Otros integraban el coro celestial acompañados por el profesor de música que se
llamaba Artemio, que tocaba un desdentado órgano alemán, mientras uno de los
pupilos que estaba por egresar estiraba la manga de pana oscura sujetada por un
palo largo de madera lustrada recorriendo las filas de los reclinatorios
esperando la limosna hecha moneda.
A
muchos de mis compañeros venían a verlos sus padres, abuelos y parientes los
sábados por la tarde y se reunían en el salón comedor. Yo era el encargado de
servirles la merienda y de ayudar en la cocina, después del encuentro me
ocupaba de la limpieza "Limpia el piso y limpiaras tu alma, Negrito"
me decía el padre Juan.
En
las fiestas patrias nos llevaban a la plaza principal del pueblo para participar
de los actos conmemorativos y las autoridades nos presentaban por como un
ejemplo de la solidaridad pueblerina. Disfrutaba mucho de esas visitas, del
desfile militar del regimiento cercano, del chocolate con churros que nos
servían en la intendencia y de algún regalito que nos hacían las damas de la
caridad.
Era
mi oportunidad de ver a las mujeres del lugar, esas que me empezaban a
inquietar por las noches en el pabellón del dormitorio. "También es pecado
tocarse allí abajo y tener malos pensamientos". decía el cura.
El
mayor placer de mis días de encierro era por las tardes, cuando terminada la
clase teníamos un recreo largo antes de volver a la capilla donde rezábamos el
rosario. Me subía a los techos del colegio sin que se dieran cuenta y contemplaba
el sol que se desmayaba sobre los campos de maíz anaranjado, miraba las nubes
buscando a mi madre y la encontraba tirándome un beso con un gesto de la mano,
ese beso era el consuelo que me acompaño durante 12 años.
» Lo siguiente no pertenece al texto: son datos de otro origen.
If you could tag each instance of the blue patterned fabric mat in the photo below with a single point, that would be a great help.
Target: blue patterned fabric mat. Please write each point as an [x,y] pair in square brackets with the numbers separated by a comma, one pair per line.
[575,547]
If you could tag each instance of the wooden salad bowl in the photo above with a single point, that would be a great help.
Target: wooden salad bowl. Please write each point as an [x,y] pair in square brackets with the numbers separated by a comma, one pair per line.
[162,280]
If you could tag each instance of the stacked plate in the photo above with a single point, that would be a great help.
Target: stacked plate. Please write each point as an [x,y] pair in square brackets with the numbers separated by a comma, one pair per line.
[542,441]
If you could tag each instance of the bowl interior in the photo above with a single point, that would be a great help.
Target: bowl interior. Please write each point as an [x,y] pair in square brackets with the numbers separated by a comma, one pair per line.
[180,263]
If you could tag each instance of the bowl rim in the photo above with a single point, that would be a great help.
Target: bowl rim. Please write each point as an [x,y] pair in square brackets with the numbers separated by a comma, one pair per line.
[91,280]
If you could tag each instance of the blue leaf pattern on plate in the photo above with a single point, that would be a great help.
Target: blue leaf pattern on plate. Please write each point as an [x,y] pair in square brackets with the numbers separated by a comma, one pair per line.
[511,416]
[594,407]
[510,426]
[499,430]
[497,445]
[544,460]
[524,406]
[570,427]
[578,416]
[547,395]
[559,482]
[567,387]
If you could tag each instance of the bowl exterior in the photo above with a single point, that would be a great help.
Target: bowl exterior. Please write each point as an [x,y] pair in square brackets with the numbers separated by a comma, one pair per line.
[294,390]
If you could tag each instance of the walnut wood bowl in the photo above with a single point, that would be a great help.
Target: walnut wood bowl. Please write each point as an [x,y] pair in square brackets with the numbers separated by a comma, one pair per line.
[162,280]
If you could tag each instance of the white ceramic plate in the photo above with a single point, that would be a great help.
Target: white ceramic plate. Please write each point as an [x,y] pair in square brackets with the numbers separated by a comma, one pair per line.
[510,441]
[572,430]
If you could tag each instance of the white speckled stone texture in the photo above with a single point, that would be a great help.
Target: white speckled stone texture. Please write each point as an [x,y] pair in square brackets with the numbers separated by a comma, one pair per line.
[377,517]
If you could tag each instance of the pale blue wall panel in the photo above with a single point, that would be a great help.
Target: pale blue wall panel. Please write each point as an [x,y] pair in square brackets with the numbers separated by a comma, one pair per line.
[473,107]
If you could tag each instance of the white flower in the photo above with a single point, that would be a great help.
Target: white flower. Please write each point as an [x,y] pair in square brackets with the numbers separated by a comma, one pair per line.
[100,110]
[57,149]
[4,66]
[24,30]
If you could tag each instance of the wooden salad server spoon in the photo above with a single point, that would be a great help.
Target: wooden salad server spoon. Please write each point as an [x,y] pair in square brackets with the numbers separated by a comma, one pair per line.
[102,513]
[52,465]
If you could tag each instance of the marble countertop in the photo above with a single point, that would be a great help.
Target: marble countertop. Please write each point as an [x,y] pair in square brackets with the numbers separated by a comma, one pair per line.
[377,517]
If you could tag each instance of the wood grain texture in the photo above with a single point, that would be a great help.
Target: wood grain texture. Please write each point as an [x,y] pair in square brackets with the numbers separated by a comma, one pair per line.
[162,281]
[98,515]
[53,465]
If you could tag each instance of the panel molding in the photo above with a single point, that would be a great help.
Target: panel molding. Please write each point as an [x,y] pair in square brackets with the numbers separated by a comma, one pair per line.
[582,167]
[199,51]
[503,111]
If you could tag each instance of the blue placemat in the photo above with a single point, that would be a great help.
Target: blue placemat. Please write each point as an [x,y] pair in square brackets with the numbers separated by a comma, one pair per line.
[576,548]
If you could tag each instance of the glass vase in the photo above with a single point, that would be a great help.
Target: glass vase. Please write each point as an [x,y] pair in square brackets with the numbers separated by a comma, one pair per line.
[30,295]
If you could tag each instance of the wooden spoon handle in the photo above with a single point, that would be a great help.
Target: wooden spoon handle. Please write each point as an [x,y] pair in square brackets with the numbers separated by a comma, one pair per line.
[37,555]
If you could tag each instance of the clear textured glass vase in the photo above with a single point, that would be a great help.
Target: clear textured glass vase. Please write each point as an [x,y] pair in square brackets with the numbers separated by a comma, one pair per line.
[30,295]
Después del recreo
nos acercábamos al aula vecina al comedor para anticipar la cena de sopa y
guiso que nos calentaba la panza y de paso jugábamos a las cartas o a la lucha
grecorromana.
En
las noches, a través del ventanal del dormitorio miraba el cielo inundado de
estrellas como nunca las he vuelto a ver. Las luces del pueblo se iban apagando
poco a poco, yo iba cerrando mis ojos imaginando el ansiado día de mi partida,
mientras la luz del cuarto del padre Juan permanecía siempre encendida.
El
padre Juan era nuestro confesor, nuestro guía espiritual y nuestro amigo,
aunque tenia sus hijos predilectos que le cebaban mate en la intimidad de su
cuarto adornado con libros de lujosa encuadernación, mullidos sillones y
alfombras orientales. Una noche de verano me pidió que le llevara la cena a su
habitación pero, por alguna razón (creo que por miedo), inventé un dolor de
muelas para eludir el compromiso, a partir de ese momento utilicé otras tantas
excusas hasta que dejó de requerirme.
Mis
años de pupilo pasaron rápidamente entre el estudio, los trapos de piso y el
vapor de la cocina, hasta que cumplí la mayoría de edad y me vine a Buenos
Aires.
Al
padre Juan lo nombraron Obispo y se fue de la provincia para dirigir un
Seminario. Maidana abandonó el colegio después de una rara enfermedad que contagió
a otros muchachos y el colegio fue clausurado. Belomo entró en la Gendarmería y
alguna vez en cuando nos carteamos.
A
pesar de todo fueron buenos años, allí aprendí el oficio de carpintero, a ser
humilde y obediente, supe del poder de la oración y de la virtud de callarme.
Me casé con una buena mujer que es maestra, soy padre de 3 hijos. Del padre
Juan y de todo lo demás me enteré
después de mucho tiempo por las noticias de los diarios.